Wilderness in Your Pocket_ Southwest Indian Country [Part 2]

Basket Makers were predecessors of the Pueblo, they are jointly referred to by archaeologists as the Anasazi culture. One system of dating places their arrival in the area as early as 1500 BCE. They lived chiefly in houses with adobe floors and learned to grow corn and squash, probably from southern neighbors in Mexico.

History and Culture of Southwest Indians

The name “Pueblo” was given by the Spanish to the sedentary Native Americans. Their prehistoric settlements are known as the Anasazi and Mogollon cultures. These settlements extended southward from S. Utah and S. Colorado into Arizona. As well as, into New Mexico into adjacent territory in Mexico. Pottery manufacture began about 400 CE and was used primarily for cooking and water storage. Clothing was woven from cotton, grown in warmer areas, and yucca fiber. Early houses of the Anasazi and Mogollon were structures called pit houses.

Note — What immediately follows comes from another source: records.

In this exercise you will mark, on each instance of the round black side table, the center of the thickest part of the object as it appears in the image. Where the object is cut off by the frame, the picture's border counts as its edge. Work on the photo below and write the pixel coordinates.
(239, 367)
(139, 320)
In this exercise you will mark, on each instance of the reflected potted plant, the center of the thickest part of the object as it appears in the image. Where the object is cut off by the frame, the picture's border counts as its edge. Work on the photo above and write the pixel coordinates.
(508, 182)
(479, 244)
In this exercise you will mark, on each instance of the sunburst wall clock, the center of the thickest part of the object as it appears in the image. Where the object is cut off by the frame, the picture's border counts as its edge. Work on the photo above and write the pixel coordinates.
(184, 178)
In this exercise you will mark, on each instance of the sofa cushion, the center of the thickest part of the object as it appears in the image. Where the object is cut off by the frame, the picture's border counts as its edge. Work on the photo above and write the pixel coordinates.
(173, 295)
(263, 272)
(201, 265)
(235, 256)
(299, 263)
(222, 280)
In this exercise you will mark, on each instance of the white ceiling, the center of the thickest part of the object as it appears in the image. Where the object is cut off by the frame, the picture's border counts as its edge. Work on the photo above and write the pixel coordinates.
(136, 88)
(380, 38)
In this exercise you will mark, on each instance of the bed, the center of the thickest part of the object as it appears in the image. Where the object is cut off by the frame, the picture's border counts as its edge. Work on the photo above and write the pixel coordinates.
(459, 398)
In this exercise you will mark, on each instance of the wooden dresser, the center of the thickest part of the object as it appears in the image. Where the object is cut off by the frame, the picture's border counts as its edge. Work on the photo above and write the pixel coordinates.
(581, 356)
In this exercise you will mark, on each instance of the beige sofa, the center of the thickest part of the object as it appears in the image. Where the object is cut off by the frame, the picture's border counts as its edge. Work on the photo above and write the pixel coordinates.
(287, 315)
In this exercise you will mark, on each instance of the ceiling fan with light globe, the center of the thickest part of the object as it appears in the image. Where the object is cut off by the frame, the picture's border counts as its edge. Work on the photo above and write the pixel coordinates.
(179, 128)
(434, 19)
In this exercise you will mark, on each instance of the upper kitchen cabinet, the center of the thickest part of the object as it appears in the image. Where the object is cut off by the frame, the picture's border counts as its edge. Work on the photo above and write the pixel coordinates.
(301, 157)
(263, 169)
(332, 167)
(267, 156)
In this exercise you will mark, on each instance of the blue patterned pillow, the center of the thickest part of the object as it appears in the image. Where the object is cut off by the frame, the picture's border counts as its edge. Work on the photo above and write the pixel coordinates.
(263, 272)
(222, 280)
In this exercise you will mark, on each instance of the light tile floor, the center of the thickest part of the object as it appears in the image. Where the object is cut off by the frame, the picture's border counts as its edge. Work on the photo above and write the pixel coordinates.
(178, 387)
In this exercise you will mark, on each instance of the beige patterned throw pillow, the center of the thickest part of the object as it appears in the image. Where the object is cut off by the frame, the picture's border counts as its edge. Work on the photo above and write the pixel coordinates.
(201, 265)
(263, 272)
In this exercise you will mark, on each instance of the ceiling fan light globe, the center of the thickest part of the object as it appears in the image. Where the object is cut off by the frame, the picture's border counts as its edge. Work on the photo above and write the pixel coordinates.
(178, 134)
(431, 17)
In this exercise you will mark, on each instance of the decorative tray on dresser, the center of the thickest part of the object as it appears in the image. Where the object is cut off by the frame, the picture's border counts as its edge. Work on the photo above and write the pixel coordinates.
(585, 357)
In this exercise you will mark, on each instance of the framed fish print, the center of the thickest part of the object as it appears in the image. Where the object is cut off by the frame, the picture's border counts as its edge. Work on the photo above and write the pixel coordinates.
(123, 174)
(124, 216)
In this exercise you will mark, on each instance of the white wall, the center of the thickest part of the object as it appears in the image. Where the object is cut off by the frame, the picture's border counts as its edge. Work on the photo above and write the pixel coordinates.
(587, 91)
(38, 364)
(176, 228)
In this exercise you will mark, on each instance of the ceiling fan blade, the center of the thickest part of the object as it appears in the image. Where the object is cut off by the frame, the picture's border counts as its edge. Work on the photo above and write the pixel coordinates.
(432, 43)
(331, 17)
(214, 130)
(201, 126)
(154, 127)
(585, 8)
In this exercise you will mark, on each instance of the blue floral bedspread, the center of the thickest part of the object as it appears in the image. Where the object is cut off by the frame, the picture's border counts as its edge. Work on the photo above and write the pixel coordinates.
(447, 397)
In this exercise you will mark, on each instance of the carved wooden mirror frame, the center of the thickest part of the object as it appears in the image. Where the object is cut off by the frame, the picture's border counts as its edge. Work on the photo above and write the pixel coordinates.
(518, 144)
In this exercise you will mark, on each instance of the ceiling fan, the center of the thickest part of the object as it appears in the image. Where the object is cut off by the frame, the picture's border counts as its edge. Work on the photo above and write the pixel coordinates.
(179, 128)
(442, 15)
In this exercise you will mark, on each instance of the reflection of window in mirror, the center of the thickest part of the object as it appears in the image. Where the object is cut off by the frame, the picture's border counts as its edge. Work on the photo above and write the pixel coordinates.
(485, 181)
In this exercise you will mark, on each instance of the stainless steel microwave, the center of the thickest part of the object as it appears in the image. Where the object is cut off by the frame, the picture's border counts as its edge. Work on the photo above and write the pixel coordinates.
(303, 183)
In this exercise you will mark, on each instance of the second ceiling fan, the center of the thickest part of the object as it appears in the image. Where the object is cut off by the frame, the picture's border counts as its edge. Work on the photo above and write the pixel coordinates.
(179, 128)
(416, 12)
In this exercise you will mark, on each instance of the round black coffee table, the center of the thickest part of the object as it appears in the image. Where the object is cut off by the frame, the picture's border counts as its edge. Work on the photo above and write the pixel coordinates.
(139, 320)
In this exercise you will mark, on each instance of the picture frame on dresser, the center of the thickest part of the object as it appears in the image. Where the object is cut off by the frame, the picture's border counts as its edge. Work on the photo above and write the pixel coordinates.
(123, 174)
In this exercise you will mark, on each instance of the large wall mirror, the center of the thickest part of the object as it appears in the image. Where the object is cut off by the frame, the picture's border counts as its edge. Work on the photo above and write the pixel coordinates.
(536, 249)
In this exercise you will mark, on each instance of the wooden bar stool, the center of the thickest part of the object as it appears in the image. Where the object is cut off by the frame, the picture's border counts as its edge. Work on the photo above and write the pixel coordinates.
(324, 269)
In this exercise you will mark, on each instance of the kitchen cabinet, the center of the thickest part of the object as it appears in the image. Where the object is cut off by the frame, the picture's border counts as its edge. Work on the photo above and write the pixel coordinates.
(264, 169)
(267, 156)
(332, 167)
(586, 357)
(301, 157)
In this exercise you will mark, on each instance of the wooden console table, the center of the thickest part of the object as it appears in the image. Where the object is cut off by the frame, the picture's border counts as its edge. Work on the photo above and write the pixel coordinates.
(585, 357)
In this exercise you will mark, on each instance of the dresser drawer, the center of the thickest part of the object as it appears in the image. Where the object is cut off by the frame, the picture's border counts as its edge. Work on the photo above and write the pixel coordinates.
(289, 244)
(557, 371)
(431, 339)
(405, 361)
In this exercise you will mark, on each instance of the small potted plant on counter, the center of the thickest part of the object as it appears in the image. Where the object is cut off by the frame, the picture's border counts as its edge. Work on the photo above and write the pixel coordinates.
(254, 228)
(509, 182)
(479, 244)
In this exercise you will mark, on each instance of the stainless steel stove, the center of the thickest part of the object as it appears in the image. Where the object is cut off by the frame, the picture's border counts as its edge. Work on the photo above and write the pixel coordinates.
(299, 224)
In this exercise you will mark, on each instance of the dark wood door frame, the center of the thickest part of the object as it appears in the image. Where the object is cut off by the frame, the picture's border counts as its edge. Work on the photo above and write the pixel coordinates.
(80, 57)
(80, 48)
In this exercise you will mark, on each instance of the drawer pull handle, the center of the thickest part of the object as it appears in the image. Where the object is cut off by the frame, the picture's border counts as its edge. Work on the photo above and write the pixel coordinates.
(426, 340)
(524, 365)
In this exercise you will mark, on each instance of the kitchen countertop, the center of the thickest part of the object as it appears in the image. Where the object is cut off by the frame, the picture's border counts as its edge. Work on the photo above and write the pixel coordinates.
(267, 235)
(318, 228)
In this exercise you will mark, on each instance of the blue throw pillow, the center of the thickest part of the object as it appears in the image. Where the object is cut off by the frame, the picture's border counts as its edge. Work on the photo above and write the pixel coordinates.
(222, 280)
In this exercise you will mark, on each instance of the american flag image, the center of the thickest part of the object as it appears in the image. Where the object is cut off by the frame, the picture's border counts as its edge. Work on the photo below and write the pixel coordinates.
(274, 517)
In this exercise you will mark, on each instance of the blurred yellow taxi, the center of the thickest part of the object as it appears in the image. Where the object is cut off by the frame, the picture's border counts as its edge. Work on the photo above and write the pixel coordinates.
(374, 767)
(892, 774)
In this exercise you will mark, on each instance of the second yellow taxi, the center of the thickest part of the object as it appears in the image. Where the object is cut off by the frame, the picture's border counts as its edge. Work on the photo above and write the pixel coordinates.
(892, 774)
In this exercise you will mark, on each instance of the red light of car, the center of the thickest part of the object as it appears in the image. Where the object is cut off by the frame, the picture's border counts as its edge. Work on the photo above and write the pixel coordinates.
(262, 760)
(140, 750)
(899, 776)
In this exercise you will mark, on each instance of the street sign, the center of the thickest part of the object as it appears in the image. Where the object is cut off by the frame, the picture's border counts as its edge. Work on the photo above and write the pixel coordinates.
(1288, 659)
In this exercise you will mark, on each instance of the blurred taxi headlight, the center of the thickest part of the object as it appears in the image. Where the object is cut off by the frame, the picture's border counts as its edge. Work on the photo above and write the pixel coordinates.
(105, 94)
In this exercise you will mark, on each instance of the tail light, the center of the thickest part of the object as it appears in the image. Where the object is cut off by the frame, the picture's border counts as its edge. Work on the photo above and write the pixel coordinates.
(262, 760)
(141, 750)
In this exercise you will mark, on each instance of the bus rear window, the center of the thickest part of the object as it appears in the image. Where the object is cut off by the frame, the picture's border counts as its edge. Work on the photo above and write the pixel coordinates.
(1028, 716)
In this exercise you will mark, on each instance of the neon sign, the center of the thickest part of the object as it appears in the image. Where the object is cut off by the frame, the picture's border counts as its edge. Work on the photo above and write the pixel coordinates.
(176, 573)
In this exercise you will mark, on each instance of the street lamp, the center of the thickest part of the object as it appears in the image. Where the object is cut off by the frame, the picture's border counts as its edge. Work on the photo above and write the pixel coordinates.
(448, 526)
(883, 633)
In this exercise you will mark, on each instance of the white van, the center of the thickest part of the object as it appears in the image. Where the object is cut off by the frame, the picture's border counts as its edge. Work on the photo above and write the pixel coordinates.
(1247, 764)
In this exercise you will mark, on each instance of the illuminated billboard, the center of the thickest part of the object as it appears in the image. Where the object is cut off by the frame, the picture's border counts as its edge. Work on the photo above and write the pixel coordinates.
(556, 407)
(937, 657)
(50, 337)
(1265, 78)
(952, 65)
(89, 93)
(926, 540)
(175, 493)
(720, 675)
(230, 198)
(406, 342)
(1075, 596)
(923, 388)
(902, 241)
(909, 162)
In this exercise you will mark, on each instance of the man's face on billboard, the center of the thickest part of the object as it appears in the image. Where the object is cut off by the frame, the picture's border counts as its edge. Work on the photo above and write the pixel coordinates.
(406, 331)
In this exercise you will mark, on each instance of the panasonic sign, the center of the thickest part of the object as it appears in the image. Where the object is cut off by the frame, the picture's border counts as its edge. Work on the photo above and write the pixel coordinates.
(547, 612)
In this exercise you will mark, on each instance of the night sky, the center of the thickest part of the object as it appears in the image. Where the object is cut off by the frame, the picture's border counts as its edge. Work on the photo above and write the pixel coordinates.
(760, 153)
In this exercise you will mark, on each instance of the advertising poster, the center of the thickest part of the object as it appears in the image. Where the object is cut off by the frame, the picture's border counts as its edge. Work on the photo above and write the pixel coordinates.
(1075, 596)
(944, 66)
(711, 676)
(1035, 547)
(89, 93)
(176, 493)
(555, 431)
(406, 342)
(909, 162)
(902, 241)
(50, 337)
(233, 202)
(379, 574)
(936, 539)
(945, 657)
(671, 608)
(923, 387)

The Pueblo villages were variable in size and architectural content. However, most included circular, often subterranean structures known as kivas. Large Pueblo settlements were found at Chaco Canyon and Mesa Verde, dating back to the 11th and early 12th century. Changing climatic conditions forced the abandonment of much of the region by the early 14th century. These populations migrated to their present-day locations in the Rio Grande valley and other isolated areas including the Hopi mesas.

In 1540, when the Spaniards led by Coronado entered the Rio Grande area, the seven Zuni towns there were thought to be the fabulous Seven Cities of Cibola. In 1598, missionary work increased and Spanish colonial government reigned from Santa Fe. By 1630, 60,000 Pueblos had converted to Christianity. Determined to put an end to the suffering caused by their Spanish oppressors, the Pueblos staged a successful revolt in 1680. In 1692 De Vargas, with the cooperation of some Pueblo leaders, reconquered the Pueblos in New Mexico. The Western Pueblos, however, including the Hopi, remained independent.